When Anger Is Normal vs an Issue
Teenagers, by nature, can struggle with anger and moodiness. Remember that although your teen might look like an adult, his or her brain is not the same as an adult’s. The frontal cortex is still developing, and as a result, your teen is more likely than an adult to act out inappropriately at times. Add some raging hormones to the mix and you could find yourself with an angry, stressed-out young person in your home.
Door-slamming, eye-rolling, arguing, some yelling, and swinging from calm to anger over the course of a few minutes can all be par for the course in a teen with no major anger issues. If there is violence, however, or you are afraid of your teenager, then those are red flags. Getting in trouble with the law, getting into fistfights with others (arguments among friends are common, but physical altercations are generally not), and turning to drugs or alcohol are all signs that you should seek professional help. Other danger signs include self-mutilation (such as cutting), sleeping difficulties, plummeting grades at school, and signs of depression or anxiety.
Set a Good Example
While it’s likely that you strived to watch your language and your behavior in front of your child when he or she was younger, you might have become a bit lax about it now that you have a teenager. Remember that although it seems as though your teen is more dependent on peers than on you, they are still watching you and developing their sense of right and wrong behavior.
If you tend to have anger issues yourself, it’s important to get them under control. Some of the following tips might help you, or you might need to seek professional help to take charge of your emotions and behaviors.
Set Boundaries and Consequences
When your teen is calm, it can help to have a frank talk about the proper way to express anger. Set boundaries: Your teen must not use violence when angry. Damaging property is also a no-no. You can use your discretion when determining what behaviors are unacceptable in your house, but be sure to let the rules and consequences be known. Some families don’t have a problem with curse words; others ban them. You might choose to ignore annoying behaviors such as eye-rolling or you might call your teen to task on them. For a teen without an actual anger issue, it will probably take only a few incidents where consequences are enforced to bring about a change in behavior. If your teen cannot seem to follow the rules, they might have a bigger problem than simple teenage moodiness.

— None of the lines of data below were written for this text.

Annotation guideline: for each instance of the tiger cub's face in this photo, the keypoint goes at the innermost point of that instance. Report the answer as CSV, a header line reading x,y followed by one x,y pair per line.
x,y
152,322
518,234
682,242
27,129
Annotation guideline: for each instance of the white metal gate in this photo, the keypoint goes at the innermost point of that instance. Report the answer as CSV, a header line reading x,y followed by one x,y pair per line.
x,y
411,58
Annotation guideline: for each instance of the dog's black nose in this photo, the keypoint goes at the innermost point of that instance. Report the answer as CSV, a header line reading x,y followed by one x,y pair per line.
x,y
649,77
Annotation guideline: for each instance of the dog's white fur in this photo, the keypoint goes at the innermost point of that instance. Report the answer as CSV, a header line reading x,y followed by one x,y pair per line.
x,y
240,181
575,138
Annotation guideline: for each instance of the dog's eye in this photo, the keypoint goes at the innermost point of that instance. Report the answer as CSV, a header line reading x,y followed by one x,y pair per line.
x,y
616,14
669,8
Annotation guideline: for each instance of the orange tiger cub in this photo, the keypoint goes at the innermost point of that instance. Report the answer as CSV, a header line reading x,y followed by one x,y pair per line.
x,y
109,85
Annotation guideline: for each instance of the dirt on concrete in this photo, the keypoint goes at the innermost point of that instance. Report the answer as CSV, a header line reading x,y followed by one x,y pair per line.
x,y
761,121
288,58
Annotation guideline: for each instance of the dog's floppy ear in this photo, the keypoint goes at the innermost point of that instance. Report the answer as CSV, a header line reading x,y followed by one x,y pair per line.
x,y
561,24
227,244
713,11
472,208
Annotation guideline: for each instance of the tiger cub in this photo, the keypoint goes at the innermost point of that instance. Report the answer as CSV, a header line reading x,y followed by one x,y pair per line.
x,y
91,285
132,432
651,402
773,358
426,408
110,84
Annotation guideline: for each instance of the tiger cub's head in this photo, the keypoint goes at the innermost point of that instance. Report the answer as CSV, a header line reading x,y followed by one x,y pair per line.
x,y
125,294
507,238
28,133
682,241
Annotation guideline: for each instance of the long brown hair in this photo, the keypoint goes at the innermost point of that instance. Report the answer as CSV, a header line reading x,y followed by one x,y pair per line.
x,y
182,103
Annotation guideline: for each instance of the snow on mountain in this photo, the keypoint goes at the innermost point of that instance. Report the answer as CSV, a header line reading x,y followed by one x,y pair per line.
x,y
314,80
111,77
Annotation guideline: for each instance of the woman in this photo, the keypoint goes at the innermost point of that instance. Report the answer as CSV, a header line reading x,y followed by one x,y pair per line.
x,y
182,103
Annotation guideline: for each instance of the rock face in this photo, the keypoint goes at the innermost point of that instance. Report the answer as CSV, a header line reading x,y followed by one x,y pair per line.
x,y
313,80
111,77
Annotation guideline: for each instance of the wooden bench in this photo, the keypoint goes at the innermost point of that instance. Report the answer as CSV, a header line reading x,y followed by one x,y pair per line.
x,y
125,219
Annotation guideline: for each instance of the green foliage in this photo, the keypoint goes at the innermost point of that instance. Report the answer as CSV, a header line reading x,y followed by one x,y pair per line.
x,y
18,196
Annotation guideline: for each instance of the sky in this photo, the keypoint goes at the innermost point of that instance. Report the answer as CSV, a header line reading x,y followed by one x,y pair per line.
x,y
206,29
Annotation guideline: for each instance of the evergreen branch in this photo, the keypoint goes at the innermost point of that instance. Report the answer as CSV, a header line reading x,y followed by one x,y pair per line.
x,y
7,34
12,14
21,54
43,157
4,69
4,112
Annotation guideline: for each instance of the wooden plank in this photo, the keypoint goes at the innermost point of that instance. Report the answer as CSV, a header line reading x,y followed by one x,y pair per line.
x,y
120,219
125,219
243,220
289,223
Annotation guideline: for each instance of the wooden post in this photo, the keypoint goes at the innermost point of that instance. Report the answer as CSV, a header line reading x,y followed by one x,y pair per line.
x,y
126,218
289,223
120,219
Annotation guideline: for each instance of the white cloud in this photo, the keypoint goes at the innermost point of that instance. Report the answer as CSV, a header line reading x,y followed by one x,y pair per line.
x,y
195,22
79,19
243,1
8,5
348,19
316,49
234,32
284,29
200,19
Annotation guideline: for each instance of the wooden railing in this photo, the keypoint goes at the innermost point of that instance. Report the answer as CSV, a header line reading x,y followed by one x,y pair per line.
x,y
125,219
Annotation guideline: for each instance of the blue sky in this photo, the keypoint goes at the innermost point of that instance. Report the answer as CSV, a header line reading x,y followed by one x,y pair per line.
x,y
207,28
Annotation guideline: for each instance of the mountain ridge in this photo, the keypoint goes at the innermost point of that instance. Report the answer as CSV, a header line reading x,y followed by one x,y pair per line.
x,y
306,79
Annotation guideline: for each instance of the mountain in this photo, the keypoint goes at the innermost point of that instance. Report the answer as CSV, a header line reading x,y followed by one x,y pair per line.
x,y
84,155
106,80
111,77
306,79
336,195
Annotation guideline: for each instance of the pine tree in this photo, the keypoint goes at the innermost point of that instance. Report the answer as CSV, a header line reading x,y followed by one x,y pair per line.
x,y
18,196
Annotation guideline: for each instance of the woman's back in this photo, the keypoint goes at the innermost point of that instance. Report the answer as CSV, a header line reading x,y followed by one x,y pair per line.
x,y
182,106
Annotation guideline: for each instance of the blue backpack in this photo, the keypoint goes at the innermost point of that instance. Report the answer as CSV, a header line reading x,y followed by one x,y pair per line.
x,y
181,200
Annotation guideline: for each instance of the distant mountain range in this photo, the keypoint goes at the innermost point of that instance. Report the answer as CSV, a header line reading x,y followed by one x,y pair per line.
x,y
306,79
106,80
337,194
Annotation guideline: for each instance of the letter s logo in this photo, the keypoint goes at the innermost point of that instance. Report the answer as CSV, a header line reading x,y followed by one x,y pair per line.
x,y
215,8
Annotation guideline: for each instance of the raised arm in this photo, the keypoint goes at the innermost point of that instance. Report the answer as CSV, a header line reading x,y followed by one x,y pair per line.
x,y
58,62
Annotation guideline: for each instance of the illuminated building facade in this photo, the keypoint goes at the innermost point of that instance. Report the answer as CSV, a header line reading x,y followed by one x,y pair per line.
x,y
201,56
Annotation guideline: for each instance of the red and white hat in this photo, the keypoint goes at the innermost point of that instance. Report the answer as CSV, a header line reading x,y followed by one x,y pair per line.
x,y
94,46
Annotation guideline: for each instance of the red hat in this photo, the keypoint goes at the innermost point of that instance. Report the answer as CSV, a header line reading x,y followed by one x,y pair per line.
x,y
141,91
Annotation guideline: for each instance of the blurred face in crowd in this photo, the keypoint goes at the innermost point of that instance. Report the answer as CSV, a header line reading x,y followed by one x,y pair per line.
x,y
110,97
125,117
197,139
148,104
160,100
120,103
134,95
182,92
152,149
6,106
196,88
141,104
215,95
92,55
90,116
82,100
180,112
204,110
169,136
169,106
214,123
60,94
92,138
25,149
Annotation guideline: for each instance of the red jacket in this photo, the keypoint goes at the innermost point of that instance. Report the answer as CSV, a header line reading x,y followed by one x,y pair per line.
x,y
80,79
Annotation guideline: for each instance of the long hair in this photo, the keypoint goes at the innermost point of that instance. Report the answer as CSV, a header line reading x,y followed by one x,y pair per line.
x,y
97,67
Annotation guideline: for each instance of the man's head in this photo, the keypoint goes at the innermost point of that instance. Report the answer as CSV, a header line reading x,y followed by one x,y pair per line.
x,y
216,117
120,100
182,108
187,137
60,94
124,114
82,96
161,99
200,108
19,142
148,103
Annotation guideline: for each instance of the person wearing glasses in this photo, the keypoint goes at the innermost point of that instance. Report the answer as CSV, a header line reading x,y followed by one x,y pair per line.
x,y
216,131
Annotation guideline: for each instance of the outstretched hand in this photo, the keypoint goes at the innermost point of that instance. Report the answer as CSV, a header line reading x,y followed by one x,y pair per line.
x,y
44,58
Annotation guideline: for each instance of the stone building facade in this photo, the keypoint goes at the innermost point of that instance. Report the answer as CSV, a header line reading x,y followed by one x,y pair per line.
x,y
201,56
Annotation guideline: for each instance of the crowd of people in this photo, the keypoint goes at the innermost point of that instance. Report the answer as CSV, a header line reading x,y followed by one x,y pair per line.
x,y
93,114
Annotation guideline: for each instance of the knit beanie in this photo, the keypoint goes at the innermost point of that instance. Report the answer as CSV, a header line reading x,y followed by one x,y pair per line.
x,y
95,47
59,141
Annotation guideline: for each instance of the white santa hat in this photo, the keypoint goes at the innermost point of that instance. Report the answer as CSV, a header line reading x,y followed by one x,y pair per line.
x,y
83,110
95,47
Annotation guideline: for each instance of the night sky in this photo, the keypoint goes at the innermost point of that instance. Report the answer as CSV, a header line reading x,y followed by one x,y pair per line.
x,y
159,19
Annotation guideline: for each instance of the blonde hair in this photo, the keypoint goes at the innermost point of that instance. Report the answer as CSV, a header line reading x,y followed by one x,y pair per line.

Teach Your Teen to Walk Away
As you probably have learned by now just by living life and parenting, sometimes the best option when anger is rising is to simply walk away. If your teen is acting out and being disrespectful, you can model this solution by simply saying, “I do not wish to talk to you when you are acting this way,” and walk into another room.
Teach your teen to do the same. If they feel themselves getting angry, as long as everyone involved is safe, it’s perfectly acceptable for them to walk away and retreat to their bedroom. Respect this option and, as long as your teenager is safe, allow them to walk away when tensions are high. This is a good way to control teen anger issues.
How to Diffuse Teen Anger Issues
When your teen is in a good mood, talk about ways that they might be able to diffuse their anger. The first is to be aware of the signs of anger. These vary from person to person, but your teen might notice that they’re clenching their fists or grinding their teeth. They might feel blood rush to their face or they might get a headache. Their heart might speed up and they might start to sweat. These are all signs that it’s time to take a breather, which will in turn diffuse teen anger issues.
Some Safe Ways That People Might Diffuse Their Anger Include:
- Listening to music.
- Going for a run or otherwise working out.
- Calling a friend to talk about their feelings.
- Watching a funny movie.
- Laying down for a few minutes.
- Breathing exercises
- Writing down their feelings in a journal.
- Using a punching bag or throwing a ball in the backyard to release pent-up frustration.
Love Your Teen Anyway
Even if your teenager seems unlovable when he or she is struggling with anger, be sure to love them anyway. Take time each day to chat for at least a few minutes about their day. Find things about their personality that you love and appreciate. Tell them often that you love them. Do nice things for them; bring them a snack or glass of iced tea, pick up a book you see at a garage sale that you think they’ll like, or invite them to go with you to get coffee or ice cream. Even though your teen is dealing with anger and moodiness, they still need and want your love and approval.
If these measures don’t help, it’s important to seek professional advice. Your teen’s doctor is a good place to start. They might suggest that you follow up with mental health counseling. Getting teen anger issues under control during the teen years is an important step toward becoming a healthy, productive adult; it will be difficult for your teen to have successful relationships and a career if they are struggling with keeping their behavior under control.